Mike Smith

Basic Machine Learning

Description

This project explores some basic concept in machine learning.

# Load Data
import pandas as pd

# Path of the file to read
data_file_path = '../input/train.csv'
my_data = pd.read_csv(data_file_path)

# Print summary statistics in next line
my_data.describe()

# List all columns in the dataset
my_data.columns

# dropna drops missing values (think of na as "not available")
my_data = my_data.dropna(axis=0)

# Select a prediction target
y = my_data.column_x

# Select features
my_data_features = ['column_m', 'column_a', 'column_z', 'column_c', 'column_e']
X = my_data[my_data_features]
print(X.describe())
print(X.head()) # Inspect the data at this stage to spot oddities

# Next use the scikit-learn library to create your model.
# There are four stages to building and using a model: Define, Fit, Predict, and Evaluate.
from sklearn.model_selection import train_test_split
from sklearn.tree import DecisionTreeRegressor

# Split data into training and validation subsets to avoid "In-Sample" scores
# Random state guarantees a consistent split with each run
train_X, val_X, train_y, val_y = train_test_split(X, y, random_state = 1)

# Define the model
my_model = DecisionTreeRegressor(random_state = 1)

# Fit the model
my_model.fit(train_X, train_y)

# Make predictions
print("Making initial predictions:")
print(val_X.head())
print("The predictions are")
print(my_model.predict(val_X.head()))

# Compare predictions
print("Check actual values")
print(val_y.head())
print("Compare those to the predictions")
print(my_model.predict(val_X.head()))

# Calculate the mean absolute error
from sklearn.metrics import mean_absolute_error

val_model_predictions = my_model.predict(val_X)
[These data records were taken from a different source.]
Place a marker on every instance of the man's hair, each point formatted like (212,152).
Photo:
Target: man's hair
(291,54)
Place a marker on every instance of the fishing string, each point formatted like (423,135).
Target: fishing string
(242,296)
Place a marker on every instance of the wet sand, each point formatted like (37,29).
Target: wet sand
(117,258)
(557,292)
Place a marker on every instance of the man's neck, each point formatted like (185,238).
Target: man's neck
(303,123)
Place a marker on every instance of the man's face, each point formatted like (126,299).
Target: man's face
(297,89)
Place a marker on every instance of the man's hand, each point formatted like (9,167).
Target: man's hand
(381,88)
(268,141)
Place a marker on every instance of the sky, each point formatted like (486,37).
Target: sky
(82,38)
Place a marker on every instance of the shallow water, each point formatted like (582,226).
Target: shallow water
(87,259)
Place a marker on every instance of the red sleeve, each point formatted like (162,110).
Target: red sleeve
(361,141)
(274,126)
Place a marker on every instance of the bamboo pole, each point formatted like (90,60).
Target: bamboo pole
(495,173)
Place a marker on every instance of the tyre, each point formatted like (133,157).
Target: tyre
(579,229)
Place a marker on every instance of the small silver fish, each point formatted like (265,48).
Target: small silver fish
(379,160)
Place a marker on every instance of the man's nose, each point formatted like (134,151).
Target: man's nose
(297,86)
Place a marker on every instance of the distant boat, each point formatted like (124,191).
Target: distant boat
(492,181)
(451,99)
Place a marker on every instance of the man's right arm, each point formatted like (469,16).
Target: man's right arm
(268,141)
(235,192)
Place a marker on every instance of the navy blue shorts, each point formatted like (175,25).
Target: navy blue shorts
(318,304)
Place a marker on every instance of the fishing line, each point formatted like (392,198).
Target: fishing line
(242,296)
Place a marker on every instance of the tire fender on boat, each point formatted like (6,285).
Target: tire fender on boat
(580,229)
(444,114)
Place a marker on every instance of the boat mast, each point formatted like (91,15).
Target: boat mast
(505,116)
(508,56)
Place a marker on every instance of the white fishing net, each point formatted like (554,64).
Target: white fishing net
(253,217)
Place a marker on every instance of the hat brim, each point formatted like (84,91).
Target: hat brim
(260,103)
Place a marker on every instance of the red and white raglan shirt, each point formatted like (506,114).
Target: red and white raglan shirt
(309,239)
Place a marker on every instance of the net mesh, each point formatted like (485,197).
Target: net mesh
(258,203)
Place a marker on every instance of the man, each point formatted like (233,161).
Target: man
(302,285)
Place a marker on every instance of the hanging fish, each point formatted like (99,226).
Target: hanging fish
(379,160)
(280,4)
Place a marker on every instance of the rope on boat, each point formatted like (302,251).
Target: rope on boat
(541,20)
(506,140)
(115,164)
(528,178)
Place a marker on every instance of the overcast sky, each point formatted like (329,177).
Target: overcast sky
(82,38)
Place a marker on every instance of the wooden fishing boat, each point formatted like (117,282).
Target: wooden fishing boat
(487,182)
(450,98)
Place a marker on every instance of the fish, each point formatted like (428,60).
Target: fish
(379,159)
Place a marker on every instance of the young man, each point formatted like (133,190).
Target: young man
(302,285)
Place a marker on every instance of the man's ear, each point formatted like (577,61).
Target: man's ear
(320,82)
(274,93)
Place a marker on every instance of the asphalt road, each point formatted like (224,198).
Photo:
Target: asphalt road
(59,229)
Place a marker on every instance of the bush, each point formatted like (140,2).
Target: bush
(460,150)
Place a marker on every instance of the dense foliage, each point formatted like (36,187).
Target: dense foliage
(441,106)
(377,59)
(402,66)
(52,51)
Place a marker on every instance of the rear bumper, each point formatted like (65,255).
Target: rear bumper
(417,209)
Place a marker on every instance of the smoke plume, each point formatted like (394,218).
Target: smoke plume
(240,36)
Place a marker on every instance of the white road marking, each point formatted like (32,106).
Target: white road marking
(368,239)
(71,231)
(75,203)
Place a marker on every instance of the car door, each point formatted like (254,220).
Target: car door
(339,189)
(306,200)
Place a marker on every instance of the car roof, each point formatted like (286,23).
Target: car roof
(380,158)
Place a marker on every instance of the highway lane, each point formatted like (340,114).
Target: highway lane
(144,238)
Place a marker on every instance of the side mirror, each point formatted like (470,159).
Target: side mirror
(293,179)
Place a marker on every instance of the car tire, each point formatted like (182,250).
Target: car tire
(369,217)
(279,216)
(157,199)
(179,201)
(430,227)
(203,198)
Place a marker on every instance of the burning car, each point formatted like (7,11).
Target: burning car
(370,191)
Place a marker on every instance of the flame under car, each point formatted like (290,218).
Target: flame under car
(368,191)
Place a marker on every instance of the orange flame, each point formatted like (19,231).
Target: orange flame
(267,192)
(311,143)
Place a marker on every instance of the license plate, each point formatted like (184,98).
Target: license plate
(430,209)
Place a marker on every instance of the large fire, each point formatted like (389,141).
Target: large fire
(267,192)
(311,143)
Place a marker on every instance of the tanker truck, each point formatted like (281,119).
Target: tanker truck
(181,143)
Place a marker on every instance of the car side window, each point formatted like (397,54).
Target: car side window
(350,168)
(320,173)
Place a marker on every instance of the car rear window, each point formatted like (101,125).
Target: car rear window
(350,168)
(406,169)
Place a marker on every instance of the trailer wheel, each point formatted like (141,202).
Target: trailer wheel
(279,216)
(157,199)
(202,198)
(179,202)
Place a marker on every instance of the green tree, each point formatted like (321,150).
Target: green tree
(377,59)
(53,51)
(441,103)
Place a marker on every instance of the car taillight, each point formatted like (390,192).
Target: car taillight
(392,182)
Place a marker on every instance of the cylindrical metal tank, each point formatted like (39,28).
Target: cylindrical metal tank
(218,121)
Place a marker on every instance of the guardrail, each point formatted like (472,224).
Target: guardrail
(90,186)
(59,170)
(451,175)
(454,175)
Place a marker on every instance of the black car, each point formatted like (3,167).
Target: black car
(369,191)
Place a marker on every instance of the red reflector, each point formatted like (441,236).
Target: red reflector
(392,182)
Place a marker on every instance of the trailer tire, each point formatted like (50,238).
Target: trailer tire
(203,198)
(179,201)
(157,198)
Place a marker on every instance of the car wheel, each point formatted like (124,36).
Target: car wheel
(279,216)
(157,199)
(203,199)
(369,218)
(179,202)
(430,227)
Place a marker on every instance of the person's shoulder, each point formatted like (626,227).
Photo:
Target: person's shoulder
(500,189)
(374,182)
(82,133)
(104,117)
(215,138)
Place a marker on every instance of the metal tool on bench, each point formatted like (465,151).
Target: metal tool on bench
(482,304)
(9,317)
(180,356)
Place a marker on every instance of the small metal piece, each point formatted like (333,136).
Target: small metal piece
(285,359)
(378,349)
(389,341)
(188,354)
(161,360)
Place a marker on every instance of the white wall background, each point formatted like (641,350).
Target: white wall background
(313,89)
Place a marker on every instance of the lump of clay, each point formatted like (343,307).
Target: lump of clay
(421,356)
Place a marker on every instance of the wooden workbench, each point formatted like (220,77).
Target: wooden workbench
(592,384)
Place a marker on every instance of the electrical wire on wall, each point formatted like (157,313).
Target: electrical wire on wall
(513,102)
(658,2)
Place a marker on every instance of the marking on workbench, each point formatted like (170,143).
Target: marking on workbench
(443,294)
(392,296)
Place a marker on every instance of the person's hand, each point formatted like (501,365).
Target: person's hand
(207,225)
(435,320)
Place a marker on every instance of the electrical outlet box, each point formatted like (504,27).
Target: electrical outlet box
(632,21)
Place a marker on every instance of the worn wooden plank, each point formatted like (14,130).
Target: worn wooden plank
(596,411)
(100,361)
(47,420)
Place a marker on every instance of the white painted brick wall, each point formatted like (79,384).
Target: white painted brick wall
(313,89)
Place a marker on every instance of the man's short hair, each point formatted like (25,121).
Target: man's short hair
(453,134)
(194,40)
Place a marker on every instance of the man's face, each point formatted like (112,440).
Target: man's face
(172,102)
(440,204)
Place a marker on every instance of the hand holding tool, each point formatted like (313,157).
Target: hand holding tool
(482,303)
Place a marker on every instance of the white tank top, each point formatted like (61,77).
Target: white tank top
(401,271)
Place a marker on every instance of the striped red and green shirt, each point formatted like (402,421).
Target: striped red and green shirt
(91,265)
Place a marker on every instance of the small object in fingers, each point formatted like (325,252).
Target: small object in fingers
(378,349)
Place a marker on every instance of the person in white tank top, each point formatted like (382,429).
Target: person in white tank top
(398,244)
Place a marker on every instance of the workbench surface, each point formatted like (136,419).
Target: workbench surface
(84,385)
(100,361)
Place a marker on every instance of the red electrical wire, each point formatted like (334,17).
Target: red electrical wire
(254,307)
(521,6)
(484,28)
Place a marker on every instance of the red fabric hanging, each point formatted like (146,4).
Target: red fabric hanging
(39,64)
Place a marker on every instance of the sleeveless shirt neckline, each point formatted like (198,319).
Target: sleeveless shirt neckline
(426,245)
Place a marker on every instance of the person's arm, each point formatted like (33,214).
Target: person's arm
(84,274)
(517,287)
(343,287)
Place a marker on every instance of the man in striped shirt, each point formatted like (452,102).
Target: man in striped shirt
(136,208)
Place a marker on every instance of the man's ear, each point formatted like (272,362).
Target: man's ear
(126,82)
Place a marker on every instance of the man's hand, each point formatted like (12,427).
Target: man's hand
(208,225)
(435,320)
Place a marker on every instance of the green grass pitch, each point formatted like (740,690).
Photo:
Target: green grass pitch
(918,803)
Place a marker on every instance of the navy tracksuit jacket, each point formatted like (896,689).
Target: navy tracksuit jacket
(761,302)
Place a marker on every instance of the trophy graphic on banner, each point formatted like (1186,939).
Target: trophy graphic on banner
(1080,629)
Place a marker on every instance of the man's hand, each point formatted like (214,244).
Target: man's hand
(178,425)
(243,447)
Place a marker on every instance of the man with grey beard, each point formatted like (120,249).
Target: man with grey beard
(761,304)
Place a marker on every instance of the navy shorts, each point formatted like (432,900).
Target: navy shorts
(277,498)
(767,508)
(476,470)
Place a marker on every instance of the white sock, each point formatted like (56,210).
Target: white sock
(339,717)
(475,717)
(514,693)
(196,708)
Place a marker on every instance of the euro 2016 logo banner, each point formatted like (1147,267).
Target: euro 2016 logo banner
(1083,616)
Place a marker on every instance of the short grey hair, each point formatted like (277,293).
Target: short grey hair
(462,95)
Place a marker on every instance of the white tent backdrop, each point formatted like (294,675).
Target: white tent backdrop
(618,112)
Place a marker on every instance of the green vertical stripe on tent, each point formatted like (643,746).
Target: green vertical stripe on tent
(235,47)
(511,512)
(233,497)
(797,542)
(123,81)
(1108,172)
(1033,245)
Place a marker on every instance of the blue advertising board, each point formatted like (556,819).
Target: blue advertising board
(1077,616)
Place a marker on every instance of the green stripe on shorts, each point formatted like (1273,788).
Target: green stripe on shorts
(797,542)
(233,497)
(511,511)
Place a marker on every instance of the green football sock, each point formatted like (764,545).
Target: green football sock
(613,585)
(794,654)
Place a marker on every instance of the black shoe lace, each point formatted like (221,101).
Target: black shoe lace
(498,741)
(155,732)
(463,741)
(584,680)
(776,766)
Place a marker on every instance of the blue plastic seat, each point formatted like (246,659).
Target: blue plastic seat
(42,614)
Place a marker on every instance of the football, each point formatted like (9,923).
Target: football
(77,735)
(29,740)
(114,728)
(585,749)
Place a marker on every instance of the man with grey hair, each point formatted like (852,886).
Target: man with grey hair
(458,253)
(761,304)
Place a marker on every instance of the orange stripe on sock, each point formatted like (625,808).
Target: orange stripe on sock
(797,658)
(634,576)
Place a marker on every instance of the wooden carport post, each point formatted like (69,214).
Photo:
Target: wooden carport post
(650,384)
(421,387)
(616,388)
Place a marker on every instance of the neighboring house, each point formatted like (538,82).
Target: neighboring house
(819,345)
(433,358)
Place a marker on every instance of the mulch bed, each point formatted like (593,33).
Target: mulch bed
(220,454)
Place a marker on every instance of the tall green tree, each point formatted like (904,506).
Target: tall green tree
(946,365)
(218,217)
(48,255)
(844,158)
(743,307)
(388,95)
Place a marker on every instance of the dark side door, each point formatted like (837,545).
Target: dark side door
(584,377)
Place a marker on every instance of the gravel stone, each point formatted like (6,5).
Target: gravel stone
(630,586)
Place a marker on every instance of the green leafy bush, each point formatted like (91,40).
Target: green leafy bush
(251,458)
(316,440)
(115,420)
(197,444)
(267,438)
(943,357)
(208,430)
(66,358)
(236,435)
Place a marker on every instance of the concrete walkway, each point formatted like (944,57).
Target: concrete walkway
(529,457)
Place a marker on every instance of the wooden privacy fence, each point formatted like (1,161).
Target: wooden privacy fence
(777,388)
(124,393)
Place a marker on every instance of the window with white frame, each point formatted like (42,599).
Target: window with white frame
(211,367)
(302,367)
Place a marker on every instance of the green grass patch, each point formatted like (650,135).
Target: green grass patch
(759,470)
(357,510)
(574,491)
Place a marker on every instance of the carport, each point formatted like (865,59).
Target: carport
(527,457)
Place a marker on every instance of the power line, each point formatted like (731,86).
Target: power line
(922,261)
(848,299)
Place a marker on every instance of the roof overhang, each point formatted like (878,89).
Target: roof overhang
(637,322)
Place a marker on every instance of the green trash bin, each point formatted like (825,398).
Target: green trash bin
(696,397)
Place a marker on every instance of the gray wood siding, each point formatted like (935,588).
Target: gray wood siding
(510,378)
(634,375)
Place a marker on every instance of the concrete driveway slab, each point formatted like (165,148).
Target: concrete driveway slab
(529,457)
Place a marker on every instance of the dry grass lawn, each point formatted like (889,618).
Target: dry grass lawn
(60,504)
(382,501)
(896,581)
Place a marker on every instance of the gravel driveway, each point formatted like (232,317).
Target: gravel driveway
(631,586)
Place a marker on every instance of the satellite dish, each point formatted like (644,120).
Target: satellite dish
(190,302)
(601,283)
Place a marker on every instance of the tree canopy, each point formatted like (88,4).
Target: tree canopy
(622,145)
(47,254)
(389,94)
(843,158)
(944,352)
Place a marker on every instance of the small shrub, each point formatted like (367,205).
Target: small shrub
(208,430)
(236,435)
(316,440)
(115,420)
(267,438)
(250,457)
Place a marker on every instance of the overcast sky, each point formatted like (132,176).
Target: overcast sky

# print the top few validation predictions and actual prices from validation data
print(val_model_predictions[:5])
print(val_y.head())

print(mean_absolute_error(val_y, val_model_predictions))

The number of splits, or depth, of a decision tree is a key parameter that controls how complex the model is allowed to be. The depth would never need to exceed x, where 2^x equals number of training data points. This will almost certainly lead to overfitting because each leaf could represent a single training data point and the lowest Mean Absolute Error is likely to be a lower depth value.

from sklearn.metrics import mean_absolute_error
from sklearn.tree import DecisionTreeRegressor

def get_mae(max_leaf_nodes, train_X, val_X, train_y, val_y):
    model = DecisionTreeRegressor(max_leaf_nodes=max_leaf_nodes, random_state=0)
    model.fit(train_X, train_y)
    preds_val = model.predict(val_X)
    mae = mean_absolute_error(val_y, preds_val)
    return(mae)

# A loop can help find a minimum Mean Absolute Error
for max_leaf_nodes in [5, 50, 500, 5000]:
    my_mae = get_mae(max_leaf_nodes, train_X, val_X, train_y, val_y)
    print("Max leaf nodes: %d  \t\t Mean Absolute Error:  %d" %(max_leaf_nodes, my_mae))